Mingyu baru saja membuka pintu depan cafenya sekitar 15 menit yang lalu saat Seongcheol datang. Mingyu belum menerima satupun pelanggan ketika sahabatanya itu masuk dan duduk dengan wajah yang tertekuk masam. Seolah mengerti bahwa ada hal yang ingin Seongcheol ceritakan sehingga Mingyu berinisiatif untuk membuatkannya secangkir kopi susu untuknya.

"Apa Wonwoo ada di rumah?". Itu adalah kalimat pertama yang Seongcheol ucapkan saat Mingyu meletakan cangkir kopi susu di hadapannya tanpa dia minta. Dan kemudian Mingyupun turut duduk di hadapannya. Tak ada wajah jenaka penuh godaan yang dia perlihatkan. Laki-laki itu tahu bahwa sahabatnya itu sedang dalam kondisi tidak baik-baik saja hanya dengan menatap wajah kusut itu.

"Tidak, dia mengatakan akan langsung berangkat ke rumah sakit setelah mengantar Minwoo ke sekolah"

"Baguslah". Balasnya.

Mingyu terdiam. Menaikan salah satu alisnya begitu mendengar jawaban sang kawan. Kalimat singkat itu seperti memberikan sebuah pertanda bahwa apa yang akan dia katakan ini memang seharusnya hanya Mingyu saja yang mendengarnya. Namun laki-laki itu tak menimpali kembali. Alih-alih mencecar Seongcheol untuk segera berbicara, laki-laki bertubuh tinggi itu justru memberikan waktu bagi sahabatanya itu untuk menyesap kopinya dengan tenang dan menunggunya dengan sabar untuk berbicara.

"Mingyu"

"Hm?"

"Menurutmu, berapa lama seseorang akan bertahan untuk tidak saling menyapa satu sama lain setelah mengalami sebuah pertengkaran?"

"Tergantung dari seberapa besar sumber masalah dari pertengkaran itu sendiri, jika pertengkaran itu terjadi hanya karena hal-hal sepele tentu saja itu akan selesai tak lebih dari satu hari, tapi jika itu adalah sebuah hal yang besar maka itu juga tergantung dari seberapa besar usahamu untuk meminta maaf"

Tatapan Seongcheol terlihat nyalang dan gelisah.
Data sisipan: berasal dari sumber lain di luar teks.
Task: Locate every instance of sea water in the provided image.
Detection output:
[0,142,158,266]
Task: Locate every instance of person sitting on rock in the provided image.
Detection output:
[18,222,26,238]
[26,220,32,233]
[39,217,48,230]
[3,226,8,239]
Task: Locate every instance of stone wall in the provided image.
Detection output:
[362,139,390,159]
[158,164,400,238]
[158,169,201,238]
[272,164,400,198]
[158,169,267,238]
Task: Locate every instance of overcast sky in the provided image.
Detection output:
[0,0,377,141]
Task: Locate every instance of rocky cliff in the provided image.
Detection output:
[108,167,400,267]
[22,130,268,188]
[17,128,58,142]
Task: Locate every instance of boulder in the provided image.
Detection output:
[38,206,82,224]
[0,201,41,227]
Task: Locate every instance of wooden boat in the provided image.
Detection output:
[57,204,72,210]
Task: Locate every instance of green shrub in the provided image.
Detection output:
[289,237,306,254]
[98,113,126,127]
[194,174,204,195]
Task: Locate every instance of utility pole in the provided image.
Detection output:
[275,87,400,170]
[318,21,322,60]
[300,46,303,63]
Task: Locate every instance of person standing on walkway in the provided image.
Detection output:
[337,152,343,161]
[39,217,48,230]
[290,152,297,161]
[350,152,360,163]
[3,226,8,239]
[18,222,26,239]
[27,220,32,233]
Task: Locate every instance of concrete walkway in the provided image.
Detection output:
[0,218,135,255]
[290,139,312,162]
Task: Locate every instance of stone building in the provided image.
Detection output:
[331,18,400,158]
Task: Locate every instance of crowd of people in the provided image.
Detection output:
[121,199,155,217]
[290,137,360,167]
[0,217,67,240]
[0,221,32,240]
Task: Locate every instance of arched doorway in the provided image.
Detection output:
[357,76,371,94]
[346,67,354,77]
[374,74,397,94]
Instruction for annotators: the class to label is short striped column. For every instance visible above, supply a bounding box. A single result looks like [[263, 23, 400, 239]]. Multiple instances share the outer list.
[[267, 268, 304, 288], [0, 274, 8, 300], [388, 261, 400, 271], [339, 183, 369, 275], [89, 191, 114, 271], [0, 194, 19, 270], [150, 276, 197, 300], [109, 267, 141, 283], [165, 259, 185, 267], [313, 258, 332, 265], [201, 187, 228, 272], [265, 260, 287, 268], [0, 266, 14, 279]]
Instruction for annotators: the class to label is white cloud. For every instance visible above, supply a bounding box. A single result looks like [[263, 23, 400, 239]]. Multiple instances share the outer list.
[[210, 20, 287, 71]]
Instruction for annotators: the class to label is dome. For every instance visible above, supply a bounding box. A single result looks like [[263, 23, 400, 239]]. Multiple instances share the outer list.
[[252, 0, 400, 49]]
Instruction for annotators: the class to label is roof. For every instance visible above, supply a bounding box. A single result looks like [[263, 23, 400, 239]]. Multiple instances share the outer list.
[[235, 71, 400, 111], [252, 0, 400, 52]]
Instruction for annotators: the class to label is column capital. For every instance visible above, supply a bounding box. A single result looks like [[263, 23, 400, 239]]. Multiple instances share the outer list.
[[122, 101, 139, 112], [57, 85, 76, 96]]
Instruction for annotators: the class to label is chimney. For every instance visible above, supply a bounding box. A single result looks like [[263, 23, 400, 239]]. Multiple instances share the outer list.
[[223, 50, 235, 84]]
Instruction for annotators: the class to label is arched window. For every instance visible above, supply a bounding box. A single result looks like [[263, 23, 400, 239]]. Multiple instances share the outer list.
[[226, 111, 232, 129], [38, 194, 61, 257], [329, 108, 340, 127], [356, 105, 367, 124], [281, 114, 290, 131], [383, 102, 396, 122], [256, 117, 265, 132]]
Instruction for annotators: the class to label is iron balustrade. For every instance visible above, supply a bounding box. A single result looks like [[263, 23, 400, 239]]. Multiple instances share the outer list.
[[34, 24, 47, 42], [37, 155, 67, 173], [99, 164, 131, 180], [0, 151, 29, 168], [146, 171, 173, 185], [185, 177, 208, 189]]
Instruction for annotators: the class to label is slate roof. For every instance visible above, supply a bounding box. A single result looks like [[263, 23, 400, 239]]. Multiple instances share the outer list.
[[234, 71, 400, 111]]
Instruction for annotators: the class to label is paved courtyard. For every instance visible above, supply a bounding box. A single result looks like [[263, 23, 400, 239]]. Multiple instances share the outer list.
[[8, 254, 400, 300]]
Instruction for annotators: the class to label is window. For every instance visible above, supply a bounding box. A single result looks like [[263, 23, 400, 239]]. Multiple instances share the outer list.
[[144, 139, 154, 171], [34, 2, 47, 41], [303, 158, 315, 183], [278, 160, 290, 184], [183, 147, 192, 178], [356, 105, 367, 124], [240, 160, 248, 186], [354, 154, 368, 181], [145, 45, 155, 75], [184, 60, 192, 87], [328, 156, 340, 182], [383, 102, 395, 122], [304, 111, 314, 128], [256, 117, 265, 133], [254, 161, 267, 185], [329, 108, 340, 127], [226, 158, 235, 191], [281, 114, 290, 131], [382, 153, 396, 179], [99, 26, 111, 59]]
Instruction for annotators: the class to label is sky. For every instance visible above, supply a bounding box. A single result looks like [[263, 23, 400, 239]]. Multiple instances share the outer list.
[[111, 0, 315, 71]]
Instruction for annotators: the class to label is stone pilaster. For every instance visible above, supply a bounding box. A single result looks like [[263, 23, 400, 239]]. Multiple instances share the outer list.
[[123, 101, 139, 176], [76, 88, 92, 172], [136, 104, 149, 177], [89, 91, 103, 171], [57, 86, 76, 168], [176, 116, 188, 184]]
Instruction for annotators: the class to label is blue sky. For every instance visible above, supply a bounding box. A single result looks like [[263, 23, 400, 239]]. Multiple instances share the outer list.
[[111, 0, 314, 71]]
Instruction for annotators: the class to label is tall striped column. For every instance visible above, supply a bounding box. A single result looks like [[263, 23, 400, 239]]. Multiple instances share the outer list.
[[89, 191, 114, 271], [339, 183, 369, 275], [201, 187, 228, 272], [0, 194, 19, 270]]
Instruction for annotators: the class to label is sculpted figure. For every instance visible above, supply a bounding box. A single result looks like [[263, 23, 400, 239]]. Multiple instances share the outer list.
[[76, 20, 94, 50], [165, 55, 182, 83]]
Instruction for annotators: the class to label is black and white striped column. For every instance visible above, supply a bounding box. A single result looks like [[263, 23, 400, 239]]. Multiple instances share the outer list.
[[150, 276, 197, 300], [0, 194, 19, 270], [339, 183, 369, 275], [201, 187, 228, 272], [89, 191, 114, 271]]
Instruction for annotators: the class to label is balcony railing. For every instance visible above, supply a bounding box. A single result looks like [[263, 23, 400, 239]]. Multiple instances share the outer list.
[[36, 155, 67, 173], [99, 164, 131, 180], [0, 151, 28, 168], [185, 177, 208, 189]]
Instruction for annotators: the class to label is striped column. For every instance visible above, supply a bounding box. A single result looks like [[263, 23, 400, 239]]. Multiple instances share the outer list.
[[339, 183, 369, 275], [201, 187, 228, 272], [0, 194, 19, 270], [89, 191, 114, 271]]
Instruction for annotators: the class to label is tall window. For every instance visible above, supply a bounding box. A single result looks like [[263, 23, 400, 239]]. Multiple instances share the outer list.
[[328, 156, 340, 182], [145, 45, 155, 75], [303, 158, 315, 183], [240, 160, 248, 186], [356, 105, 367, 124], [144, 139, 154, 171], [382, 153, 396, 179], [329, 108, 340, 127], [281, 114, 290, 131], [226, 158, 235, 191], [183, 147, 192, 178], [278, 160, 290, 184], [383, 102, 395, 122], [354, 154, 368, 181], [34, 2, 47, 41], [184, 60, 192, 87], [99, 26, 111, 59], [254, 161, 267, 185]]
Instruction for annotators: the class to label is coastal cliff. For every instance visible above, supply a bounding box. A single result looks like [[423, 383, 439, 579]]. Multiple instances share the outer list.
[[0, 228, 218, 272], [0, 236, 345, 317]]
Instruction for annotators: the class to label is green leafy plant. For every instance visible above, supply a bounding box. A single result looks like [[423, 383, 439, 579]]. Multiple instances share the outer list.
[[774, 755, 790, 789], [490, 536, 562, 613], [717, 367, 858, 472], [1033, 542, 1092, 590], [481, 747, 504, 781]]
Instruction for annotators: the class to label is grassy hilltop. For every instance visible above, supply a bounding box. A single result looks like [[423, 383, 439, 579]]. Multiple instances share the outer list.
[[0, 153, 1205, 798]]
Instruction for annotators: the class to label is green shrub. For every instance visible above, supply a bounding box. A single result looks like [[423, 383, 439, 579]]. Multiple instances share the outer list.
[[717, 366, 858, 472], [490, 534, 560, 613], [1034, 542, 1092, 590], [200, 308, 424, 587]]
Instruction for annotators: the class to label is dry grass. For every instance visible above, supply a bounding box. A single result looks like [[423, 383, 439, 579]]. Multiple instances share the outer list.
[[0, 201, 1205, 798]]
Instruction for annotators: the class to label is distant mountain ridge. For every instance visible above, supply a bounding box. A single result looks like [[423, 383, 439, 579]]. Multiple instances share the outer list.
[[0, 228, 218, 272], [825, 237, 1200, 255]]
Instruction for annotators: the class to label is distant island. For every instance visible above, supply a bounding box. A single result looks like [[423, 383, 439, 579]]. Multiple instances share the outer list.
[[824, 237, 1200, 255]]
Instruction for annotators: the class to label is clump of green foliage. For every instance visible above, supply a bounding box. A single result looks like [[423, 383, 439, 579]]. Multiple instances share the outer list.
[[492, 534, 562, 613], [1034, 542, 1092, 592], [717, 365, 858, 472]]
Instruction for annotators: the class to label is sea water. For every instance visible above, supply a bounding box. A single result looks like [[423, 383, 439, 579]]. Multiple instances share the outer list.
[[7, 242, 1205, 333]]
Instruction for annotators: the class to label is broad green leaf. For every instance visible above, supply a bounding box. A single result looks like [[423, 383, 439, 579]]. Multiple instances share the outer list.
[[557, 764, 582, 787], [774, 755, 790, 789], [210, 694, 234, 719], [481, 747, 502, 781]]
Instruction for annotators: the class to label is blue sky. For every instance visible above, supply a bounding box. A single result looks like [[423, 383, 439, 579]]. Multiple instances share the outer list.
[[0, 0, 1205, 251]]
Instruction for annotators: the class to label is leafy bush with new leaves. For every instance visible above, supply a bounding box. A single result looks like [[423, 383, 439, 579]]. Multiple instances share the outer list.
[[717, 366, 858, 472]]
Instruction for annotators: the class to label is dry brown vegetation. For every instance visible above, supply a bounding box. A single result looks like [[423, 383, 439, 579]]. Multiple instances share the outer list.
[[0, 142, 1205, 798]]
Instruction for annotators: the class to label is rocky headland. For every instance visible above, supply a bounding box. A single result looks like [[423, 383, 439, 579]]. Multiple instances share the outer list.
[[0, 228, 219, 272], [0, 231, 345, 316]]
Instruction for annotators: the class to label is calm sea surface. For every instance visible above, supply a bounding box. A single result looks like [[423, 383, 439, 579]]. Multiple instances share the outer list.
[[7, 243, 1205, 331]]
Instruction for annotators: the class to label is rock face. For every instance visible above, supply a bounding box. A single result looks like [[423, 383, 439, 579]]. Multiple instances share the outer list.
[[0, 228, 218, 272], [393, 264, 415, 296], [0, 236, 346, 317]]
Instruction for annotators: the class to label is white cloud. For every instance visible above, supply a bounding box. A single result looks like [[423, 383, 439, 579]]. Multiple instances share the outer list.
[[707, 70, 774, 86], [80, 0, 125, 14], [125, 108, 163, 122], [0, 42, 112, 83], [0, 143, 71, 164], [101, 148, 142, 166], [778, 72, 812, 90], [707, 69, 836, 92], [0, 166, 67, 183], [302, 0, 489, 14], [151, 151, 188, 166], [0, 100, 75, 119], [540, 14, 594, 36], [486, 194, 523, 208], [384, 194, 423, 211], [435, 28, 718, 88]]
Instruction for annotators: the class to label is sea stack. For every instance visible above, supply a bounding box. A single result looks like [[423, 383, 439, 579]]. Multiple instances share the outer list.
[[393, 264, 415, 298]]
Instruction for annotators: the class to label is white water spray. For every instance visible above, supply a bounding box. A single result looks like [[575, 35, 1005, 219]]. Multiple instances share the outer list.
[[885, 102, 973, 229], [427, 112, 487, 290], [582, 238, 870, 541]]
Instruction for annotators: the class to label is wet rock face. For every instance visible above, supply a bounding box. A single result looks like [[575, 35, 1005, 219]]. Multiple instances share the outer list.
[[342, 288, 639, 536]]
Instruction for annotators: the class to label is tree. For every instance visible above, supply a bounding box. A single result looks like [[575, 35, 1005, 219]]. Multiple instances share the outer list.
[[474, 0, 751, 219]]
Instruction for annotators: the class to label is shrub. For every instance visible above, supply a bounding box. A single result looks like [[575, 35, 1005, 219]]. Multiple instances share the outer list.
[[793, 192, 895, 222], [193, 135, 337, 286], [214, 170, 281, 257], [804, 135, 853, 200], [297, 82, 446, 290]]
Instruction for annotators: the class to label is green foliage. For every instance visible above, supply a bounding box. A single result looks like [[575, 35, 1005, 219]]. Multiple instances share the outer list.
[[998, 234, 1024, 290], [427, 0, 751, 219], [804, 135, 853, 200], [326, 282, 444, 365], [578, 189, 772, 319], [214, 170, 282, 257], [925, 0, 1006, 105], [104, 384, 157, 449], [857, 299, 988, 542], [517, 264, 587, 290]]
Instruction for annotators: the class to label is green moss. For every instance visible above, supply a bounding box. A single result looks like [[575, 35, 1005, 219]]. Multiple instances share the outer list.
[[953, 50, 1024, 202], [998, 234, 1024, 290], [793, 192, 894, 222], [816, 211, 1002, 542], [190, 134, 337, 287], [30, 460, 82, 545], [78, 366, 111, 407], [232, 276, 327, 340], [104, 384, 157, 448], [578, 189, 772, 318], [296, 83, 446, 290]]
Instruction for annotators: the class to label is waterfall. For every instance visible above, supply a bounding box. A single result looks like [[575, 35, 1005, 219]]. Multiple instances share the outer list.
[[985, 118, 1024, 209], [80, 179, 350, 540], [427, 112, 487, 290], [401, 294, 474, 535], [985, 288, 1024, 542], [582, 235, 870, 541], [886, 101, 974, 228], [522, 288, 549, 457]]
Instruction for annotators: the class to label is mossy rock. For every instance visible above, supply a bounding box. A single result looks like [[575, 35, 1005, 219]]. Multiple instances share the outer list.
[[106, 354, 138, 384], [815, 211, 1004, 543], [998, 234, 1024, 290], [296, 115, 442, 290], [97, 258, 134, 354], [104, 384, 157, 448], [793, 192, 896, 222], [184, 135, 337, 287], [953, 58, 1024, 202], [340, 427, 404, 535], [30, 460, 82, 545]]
Dia menyesap kopinya sekali lagi sembari berusaha mengalihkan pandangan agar tak saling menatap dengan Mingyu.

"Kau bertengkar dengan seseorang?"

"Dengan Jeonghan"

"Jeonghan?"

"Hm..."

Mingyu setengah menahan tawa saat melihat betapa gelisahnya temannya itu hanya karena sebuah pertengkaran yang menurutnya sangat lazim terjadi. Sepengetahuan Mingyu, Seongcheol dan sahabat masa kecilnya tersebut bertengkar nyaris sehari tiga kali, sama persis dengan dosis obat yang biasa Wonwoo sarankan kepadanya saat dia sakit. Akan tetapi pertengkaran yang terjadi di antara keduanya, biasananya akan selesai begitu saja tanpa sebuah prosesi meminta maaf. Mereka bertengkar dan berbaikan setelahnya.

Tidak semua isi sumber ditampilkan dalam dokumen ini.